Evet Erman Abi. Sence o maçta kural hatası var mıydı? Hakemin düdük çaldıktan sonra karar değiştirip santra yaptırması normal miydi? Yoksa önemli bir "hakem hatası" mıydı sadece?

TEK BiR KARE YOK

TARİHİ bir gol atılıyor Konya’da. Hem de sıradan bir lig maçında değil, Fenerbahçe karşılaşmasında. Sarı lacivertli takım ilk kez lider oluyor. O gün ligde başka maç da yok. Yani tüm medya bu maçı takip ediyor. Ama gazetelerin hiçbirinde Önder’in pozisyonunun fotoğrafını göremiyorum ertesi gün. Televizyondan çekilmiş minicik kareler var. Makineler saniyede bilmem kaç kare çeken dijital aletler. Ama ortada tek bir kare yok. Ele dair, gole dair.

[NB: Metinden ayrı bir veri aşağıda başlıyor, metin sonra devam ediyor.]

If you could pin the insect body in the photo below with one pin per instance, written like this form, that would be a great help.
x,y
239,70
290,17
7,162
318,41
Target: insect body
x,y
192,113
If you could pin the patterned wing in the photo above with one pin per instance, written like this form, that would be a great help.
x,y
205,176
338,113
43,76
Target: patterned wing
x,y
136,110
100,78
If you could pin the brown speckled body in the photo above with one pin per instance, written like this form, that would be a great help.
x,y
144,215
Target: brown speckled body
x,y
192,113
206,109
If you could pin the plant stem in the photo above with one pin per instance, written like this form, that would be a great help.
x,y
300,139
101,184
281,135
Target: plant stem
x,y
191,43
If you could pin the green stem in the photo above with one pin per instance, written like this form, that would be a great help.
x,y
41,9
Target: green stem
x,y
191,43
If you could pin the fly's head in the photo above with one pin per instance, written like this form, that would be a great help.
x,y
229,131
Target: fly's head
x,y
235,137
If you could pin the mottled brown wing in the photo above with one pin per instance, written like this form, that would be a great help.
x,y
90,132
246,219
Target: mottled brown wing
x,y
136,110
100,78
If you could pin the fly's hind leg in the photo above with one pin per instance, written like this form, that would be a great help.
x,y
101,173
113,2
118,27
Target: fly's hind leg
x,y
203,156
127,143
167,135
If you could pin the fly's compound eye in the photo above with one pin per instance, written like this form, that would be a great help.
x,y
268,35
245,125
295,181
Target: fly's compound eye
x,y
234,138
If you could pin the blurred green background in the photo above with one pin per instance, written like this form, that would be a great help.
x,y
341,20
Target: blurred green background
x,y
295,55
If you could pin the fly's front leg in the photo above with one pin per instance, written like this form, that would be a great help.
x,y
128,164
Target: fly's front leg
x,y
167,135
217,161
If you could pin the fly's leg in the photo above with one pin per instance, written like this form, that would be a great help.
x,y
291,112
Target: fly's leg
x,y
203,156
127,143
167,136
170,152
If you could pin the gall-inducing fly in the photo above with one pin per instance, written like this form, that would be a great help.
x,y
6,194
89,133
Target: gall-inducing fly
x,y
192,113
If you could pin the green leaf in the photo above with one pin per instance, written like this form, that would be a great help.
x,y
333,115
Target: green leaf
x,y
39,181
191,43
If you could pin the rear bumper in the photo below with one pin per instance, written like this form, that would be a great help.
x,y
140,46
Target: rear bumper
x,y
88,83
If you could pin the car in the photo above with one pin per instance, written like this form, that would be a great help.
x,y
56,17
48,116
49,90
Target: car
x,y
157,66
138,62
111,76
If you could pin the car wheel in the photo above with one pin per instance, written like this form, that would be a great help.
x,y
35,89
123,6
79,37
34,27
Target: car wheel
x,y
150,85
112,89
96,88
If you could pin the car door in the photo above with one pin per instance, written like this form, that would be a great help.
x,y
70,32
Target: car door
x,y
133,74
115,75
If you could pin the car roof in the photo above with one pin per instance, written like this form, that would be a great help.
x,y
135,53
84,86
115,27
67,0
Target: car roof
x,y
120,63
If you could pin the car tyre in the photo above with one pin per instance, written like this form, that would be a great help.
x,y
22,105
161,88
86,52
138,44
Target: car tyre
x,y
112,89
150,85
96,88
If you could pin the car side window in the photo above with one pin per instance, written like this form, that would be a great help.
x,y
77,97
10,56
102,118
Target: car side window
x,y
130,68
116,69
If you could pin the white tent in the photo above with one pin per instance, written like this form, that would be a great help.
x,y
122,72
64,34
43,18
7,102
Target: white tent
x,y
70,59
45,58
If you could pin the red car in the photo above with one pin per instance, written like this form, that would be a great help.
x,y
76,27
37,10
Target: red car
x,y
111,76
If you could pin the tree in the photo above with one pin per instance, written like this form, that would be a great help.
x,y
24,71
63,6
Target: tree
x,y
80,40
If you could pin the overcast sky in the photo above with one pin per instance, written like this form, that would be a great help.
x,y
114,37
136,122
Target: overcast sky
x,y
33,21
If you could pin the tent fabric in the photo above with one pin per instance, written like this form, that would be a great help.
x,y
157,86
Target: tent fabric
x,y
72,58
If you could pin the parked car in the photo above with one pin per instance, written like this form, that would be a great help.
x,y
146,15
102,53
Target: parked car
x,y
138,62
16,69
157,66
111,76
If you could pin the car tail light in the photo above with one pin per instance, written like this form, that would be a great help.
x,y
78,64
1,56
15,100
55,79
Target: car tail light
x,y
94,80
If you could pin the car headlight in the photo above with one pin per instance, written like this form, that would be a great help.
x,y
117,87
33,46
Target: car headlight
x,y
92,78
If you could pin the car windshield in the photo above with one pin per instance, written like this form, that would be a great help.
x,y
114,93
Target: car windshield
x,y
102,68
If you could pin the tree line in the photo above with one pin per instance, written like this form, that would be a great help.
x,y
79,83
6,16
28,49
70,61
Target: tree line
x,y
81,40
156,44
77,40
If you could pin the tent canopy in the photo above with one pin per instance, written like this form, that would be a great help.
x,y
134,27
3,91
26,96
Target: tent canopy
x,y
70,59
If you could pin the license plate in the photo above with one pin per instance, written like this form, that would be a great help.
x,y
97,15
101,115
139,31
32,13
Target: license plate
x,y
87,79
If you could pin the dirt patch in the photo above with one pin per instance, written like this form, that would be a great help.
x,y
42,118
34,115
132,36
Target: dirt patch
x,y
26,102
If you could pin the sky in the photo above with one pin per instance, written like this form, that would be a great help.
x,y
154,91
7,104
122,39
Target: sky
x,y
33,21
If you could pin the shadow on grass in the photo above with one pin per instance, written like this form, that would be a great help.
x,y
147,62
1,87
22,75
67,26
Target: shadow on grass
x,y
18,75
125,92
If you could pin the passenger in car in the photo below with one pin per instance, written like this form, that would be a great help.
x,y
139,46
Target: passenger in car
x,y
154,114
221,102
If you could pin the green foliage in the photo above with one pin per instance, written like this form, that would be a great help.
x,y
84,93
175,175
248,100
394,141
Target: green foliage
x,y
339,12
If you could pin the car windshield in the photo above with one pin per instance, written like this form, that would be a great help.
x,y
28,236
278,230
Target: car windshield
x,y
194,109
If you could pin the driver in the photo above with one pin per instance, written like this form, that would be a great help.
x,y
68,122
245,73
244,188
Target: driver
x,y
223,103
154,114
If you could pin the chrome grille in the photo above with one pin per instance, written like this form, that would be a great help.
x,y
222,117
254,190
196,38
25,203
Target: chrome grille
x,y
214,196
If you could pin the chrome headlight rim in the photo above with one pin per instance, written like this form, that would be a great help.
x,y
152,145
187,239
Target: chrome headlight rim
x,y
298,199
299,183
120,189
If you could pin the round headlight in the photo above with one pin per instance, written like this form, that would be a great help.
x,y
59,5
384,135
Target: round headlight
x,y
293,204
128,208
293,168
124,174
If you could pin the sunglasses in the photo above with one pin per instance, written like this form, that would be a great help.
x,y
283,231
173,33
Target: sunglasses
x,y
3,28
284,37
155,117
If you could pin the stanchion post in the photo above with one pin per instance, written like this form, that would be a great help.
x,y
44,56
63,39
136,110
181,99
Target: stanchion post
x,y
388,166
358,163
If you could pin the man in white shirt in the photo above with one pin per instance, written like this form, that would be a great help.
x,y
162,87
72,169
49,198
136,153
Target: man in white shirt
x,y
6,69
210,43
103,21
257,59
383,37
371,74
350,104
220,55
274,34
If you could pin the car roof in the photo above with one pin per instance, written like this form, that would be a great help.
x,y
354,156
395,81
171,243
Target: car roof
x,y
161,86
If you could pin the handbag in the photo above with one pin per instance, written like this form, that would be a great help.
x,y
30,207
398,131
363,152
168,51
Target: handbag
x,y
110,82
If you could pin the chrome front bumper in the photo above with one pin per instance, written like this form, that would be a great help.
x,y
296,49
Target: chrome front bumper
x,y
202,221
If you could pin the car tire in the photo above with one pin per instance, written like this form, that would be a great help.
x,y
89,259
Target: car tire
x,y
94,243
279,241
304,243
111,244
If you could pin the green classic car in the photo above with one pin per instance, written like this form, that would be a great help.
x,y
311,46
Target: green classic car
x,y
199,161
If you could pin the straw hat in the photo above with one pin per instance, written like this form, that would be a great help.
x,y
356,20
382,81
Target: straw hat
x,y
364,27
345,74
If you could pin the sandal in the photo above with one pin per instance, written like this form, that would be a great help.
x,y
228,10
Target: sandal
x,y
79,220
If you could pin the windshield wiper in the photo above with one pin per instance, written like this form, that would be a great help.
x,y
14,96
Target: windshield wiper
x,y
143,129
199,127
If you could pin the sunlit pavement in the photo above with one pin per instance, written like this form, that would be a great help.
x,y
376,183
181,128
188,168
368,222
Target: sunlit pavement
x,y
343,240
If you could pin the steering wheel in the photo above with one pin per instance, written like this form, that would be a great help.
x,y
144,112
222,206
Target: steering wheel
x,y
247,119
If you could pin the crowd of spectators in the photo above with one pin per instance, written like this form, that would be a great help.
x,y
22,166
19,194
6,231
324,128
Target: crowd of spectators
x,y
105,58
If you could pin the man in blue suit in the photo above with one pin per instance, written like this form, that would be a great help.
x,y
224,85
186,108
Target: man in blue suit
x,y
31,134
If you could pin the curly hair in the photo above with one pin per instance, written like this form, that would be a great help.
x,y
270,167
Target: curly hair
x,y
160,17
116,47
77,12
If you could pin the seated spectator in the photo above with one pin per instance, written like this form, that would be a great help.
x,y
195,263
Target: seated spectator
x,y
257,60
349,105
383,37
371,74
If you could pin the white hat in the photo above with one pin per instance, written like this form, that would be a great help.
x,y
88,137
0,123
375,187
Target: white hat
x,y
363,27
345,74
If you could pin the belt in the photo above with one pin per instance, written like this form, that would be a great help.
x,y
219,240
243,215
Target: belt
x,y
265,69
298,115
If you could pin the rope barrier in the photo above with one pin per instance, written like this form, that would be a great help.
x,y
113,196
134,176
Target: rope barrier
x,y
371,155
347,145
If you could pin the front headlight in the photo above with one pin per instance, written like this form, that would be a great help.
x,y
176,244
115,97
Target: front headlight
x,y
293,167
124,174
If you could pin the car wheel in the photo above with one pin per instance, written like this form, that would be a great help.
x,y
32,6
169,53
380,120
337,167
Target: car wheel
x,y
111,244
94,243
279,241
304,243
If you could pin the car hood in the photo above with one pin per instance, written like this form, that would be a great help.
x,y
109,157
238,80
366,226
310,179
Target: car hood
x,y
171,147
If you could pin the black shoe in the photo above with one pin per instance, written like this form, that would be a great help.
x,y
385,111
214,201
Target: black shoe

Maradona’nın golü 1986’da atıldı. Her açıdan fotoğrafı vardı. Metin Oktay’ın fileleri delen golünün üzerinden 50 yıl geçti ama fotoğrafı var. Ama Önder’in golünün fotoğrafı yok. Bütün fotoğrafçılar neden aynı yere kümelenir, neden uçan stoper çekmeye çalışır anlamam. Konya’daki maç 35. dakikada başladı, 35. dakikada bitti. Medyanın en zorlu işlerinden birini yapan foto muhabiri arkadaşların teknoloji yenilemenin yanı sıra vizyonlarını da geliştirmeleri şart bence.

DAHA ÇOK GOL iÇiN

MUSTAFA Denizli geldiğinden beri Beşiktaş 13 puan kaybetti. Liderliğe yükseldiği ligde altıncı sıraya kadar geriledi. Bunda bireysel hataların yanı sıra hücumdaki skor üretememe sıkıntısı en büyük faktör. Denizli’yle oynanan 9 lig maçında 14 gol atabilmiş Beşiktaş. Aynı dönemde Galatasaray 20, bir maç fazla oynayan Fenerbahçe ise 23 gol atmış. Futbolumuza "Hücum futbolu" sözcüğünün uygulamasını sokan çalıştırıcı, hücumdan mı vazgeçti yoksa.

Oysa sıkıntı bambaşka.

Takımın en çalışkan, savaşan oyuncusu Nobre’de sıkıntı. Öyle bir oyuncu ki Nobre, idmanların en iyisi. Maçlarda rakip savunmayı sürekli yıpratıyor. Ama skor üretiminde gol yüzdesi oldukça düşük. Gol atıyor ama Beşiktaş’ın yakaladığı pozisyon sayısına oranla bu sayı çok düşük. Denizli, hücumu Holosko ve Bobo üzerine kurmalı. Nobre’yi ikinci yarılarda kullanmalı. Holosko ve Bobo’nun hem sürati, hem adam eksiltme özellikleri, hem de gol vuruşları Nobre’ye oranla daha iyi. Beşiktaş hücum hattını bu ikili üzerine kurarsa tekrar şampiyonluğun en güçlü adayı olur.